As of mid-March, the average gas price in the United States crossed the $2.50 mark. In some cities, prices in excess of $3.30 have become increasingly common, putting a strain on household budgets. Even if the price of gas is below where most of the country was at the same time last year, the swift rise may be concerning, especially if you don’t know why it is happening. Here are some insights into why gas prices are starting to increase again.
Many refineries begin performing maintenance in February, and the activities can continue through May. This decreases their production capabilities. As a result, the supply constricts, increasing the price of gasoline. Essentially, this process creates a pattern when it comes to the price of gas. The cost for a gallon of fuel typically increases starting late winter and through spring thanks to the maintenance routine. However, maintenance at the refineries is critical. Otherwise, equipment could break down entirely, and that would be a much worse situation for them and for customers at the pump.

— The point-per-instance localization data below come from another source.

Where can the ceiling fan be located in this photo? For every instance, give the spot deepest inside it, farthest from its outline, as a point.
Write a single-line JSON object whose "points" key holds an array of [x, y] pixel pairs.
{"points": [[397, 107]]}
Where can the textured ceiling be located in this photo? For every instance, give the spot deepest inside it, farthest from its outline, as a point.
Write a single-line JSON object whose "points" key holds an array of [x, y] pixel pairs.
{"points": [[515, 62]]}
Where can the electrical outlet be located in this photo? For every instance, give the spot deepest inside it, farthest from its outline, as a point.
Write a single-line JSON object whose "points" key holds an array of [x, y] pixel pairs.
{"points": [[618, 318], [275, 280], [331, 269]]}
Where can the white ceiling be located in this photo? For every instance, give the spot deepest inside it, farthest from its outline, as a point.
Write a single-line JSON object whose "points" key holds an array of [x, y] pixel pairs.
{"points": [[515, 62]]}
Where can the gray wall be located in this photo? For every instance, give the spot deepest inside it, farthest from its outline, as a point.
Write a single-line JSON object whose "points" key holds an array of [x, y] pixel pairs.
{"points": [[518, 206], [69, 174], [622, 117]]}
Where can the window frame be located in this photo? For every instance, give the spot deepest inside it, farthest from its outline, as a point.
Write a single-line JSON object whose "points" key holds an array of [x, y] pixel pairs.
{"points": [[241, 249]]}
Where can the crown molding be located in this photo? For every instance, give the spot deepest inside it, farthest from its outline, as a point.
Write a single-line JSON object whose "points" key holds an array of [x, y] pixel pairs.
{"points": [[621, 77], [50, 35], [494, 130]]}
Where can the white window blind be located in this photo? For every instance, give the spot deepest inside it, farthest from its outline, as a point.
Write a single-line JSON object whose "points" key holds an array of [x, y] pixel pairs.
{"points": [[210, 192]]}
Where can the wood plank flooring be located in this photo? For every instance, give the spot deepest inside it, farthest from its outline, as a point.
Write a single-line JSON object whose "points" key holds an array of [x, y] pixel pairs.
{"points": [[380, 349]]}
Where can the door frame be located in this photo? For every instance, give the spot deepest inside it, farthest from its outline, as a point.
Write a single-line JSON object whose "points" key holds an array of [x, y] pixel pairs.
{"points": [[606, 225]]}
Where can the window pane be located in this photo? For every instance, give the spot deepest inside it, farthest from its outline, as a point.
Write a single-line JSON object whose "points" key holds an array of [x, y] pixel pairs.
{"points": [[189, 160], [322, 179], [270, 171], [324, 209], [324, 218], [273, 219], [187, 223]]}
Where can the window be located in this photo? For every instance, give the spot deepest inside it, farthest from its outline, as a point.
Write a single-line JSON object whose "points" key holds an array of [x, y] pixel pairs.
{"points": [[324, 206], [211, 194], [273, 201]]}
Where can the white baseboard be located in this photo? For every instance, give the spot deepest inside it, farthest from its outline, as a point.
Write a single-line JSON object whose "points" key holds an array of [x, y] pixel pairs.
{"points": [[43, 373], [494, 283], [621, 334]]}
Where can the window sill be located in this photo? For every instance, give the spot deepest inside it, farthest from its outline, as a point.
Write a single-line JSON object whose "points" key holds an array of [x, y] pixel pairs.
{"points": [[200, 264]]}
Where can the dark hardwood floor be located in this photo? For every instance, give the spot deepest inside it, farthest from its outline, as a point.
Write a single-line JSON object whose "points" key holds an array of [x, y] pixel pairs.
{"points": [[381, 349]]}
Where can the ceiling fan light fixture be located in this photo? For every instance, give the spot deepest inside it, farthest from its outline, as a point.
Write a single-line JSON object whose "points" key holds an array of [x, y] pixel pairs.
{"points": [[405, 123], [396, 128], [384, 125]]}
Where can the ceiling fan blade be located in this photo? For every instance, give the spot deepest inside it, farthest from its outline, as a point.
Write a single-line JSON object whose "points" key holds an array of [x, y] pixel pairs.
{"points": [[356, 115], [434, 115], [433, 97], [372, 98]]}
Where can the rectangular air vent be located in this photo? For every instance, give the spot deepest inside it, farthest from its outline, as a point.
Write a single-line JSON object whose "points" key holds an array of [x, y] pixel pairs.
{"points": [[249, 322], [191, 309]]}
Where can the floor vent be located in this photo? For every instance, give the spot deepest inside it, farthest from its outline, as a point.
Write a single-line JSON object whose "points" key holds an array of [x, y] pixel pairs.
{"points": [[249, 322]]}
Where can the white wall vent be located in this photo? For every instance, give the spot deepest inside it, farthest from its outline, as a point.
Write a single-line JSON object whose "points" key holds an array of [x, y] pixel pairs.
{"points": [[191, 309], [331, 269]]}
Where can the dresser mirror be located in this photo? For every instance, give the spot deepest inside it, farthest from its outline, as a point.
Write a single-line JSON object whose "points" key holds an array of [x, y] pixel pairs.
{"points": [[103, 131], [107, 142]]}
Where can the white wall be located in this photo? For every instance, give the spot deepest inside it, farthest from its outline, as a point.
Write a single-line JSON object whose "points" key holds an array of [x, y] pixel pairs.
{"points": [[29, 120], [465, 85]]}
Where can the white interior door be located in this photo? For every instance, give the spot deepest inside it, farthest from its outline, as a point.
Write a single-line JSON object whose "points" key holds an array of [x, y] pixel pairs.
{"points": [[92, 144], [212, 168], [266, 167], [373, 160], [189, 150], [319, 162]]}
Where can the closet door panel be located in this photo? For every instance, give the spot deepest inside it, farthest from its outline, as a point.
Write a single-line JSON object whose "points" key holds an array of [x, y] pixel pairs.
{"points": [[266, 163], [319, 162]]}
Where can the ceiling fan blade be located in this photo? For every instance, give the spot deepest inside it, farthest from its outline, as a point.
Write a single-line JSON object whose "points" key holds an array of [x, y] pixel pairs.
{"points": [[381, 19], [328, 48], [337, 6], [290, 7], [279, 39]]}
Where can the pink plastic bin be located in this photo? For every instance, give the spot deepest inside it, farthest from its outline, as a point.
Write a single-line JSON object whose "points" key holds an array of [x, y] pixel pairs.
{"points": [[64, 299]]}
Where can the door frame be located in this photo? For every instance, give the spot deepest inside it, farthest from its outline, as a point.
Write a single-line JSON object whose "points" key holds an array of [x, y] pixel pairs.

Fluctuations in Wholesale Oil Prices
One of the biggest influences on gas prices is the cost of wholesale oil. When wholesale oil, also known as crude oil, becomes more expensive, refineries spend more to acquire oil. These price increases are then passed down the line, impacting what gas stations pay for fuel and what customers have to pay.
In some cases, wholesale oil prices go up because the producers simply choose to make it less accessible, such as by restricting the output volume. However, a variety of other situations can also lead to increases, including civil turmoil and natural disasters. For instance, the political situation in Venezuela has reduced production in the country, impacting the market at large.
Usually, the ratio of the increase is close to 1:1. Gas prices rise in conjunction with wholesale oil prices, so customers aren’t necessarily shouldering a higher percentage of the burden then they did before. However, that doesn’t mean the increased cost isn’t difficult to bear, particularly if you have a tight budget.
Other Factors That Impact Gas Prices
Other factors influence how much you pay at the pump. For example, changes to international trade agreements can affect the price. Similarly, output and production decisions at major oil refineries play a role, as well as general supply and demand.
During the spring and summer, more people tend to hit the road. This increases demand and can strain the supply slightly. When this occurs, rising prices aim to balance off the supply and demand ratio, as a higher cost may deter some from driving as much, bringing demand back in line with supply.
State and local tax changes also impact the price of fuel. If your state or municipality increases the gas tax rate, prices go up to compensate, regardless of the available supply. Local refinery issues, such as break downs or catastrophic events that impact production (such as a fire) also impact the price of gas. However, those tend to be relatively short-term issues and, one the facility is fully operational again, gas prices decrease.
At times, transportation problems can make gas more expensive. For instance, severe weather may delay shipment of wholesale oil to refineries or fuel to gas stations, resulting in short-term price fluctuations.
How to Combat Rising Fuel Prices
When gas prices rise, it is wise to spend some time finding the cheapest station in your local area. Shopping around can pay off. Just make sure to check prices before each fill up as the station that was the cheapest yesterday might not be the most affordable option today.
Using grocery rewards points to lower your price at the pump can also be a smart financial move, as well as signing up for a gas rewards credit card, suggesting you don’t carry a balance and can qualify.
Making fewer trips is also a great way to use as little fuel as possible, so consider grouping your errands into a single day and plot an efficient path between locations before you hit the road. Avoiding speed, and make sure you maintain your vehicle properly. Limit your city driving (or time spent idling) to use less fuel when you drive.
Ultimately, gas prices will likely continue to rise into the early summer and possibly beyond. Much of this is out of consumer control, so being smart about your spending and shopping around before you fill up is essential if you need to keep your budget in order.